Ilaria Cascone ¹, Adrian López-Catalina ², Oscar González-Recio ², Mariagiulia Pugliano, Emanuele D’Anza, Sara Albarella, Francesca Ciotola and Vincenzo Peretti

¹ Department of Veterinary Medicine and Animal Production, University of Naples Federico II, Naples, Italy

² Department Mejora Genética Animal, Instituto Nacional de Investigación y Tecnología Agraria y Alimentaria (INIA-CSIC), 28040 Madrid, Spain

Mollusks represent the second-largest animal phylum, and the class Bivalvia includes marine invertebrates with significant ecological and commercial value, like the Mediterranean mussel Mytilus galloprovincialis. This species is a cosmopolitan bivalve widely distributed in the Mediterranean Sea, with a genome size of 1.4 Gb and 14 chromosomes.

The role of DNA methylation is widely explored in vertebrates. However, many aspects of this phenomenon remain poorly investigated and unclear in invertebrates, and even so in mollusks. This is the first study performed by nanopore technology, that offers an overview of DNA methylation in Mytilus galloprovincialis, to gain a deeper understanding of the complexity of pigenetic mechanisms in this invertebrate species.

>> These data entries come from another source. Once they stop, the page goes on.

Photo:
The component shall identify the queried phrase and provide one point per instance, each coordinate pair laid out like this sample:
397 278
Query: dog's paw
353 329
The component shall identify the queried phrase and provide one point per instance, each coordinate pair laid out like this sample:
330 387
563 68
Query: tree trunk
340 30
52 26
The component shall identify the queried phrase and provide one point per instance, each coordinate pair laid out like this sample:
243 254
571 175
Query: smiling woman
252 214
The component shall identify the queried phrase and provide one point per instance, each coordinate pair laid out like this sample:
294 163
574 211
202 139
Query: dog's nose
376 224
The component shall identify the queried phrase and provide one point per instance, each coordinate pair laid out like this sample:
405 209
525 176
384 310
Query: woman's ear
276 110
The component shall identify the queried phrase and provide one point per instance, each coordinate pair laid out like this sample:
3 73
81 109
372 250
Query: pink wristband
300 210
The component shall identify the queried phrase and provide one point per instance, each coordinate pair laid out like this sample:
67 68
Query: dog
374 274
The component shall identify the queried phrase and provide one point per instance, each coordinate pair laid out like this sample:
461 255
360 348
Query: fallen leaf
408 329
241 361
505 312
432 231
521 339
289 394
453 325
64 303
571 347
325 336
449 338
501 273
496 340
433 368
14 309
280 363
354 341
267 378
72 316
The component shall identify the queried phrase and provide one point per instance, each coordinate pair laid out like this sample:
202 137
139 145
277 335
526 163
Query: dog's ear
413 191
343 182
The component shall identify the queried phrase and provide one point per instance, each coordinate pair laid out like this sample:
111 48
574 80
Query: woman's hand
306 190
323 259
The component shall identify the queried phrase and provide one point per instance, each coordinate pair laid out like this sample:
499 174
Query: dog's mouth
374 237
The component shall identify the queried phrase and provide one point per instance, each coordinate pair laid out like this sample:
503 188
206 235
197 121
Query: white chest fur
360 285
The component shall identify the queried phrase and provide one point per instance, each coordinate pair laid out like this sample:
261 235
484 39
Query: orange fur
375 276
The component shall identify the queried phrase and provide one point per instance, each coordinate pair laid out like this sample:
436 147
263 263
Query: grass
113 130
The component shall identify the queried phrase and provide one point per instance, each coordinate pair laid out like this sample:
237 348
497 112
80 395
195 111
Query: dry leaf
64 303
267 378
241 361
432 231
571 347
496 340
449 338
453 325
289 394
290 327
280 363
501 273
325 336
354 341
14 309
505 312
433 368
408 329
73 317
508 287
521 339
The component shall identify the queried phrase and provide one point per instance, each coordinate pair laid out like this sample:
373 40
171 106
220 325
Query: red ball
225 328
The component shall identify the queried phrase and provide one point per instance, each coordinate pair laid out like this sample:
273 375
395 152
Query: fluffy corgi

A sample of mussel was collected during the summer of 2023 from a commercial shellfish farm. After DNA extraction, libraries were created following the protocol for ligation sequencing for gDNA (SQK-LSK110) and then sequenced using the MinION sequencer. The generated raw nanopore data (fast5 files) were basecalled using Dorado basecaller v0.5.3, and methylation was called using a high accuracy model. To extract methylation information, we used modbam2bed v0.10.0. The reads were indexed and then aligned to the reference genome of Mytilus galloprovincialis (MytGallo_primary_0.1). Data was imported into R software for analysis.

We calculated the whole genome average methylation frequency, which was approximately 18%. Interestingly, this value is lower than what is typically observed in mammals (approximately 70–80%).

This study highlights the potential of nanopore sequencing as a useful tool to describe and characterize the methylome of Mytilus galloprovincialis.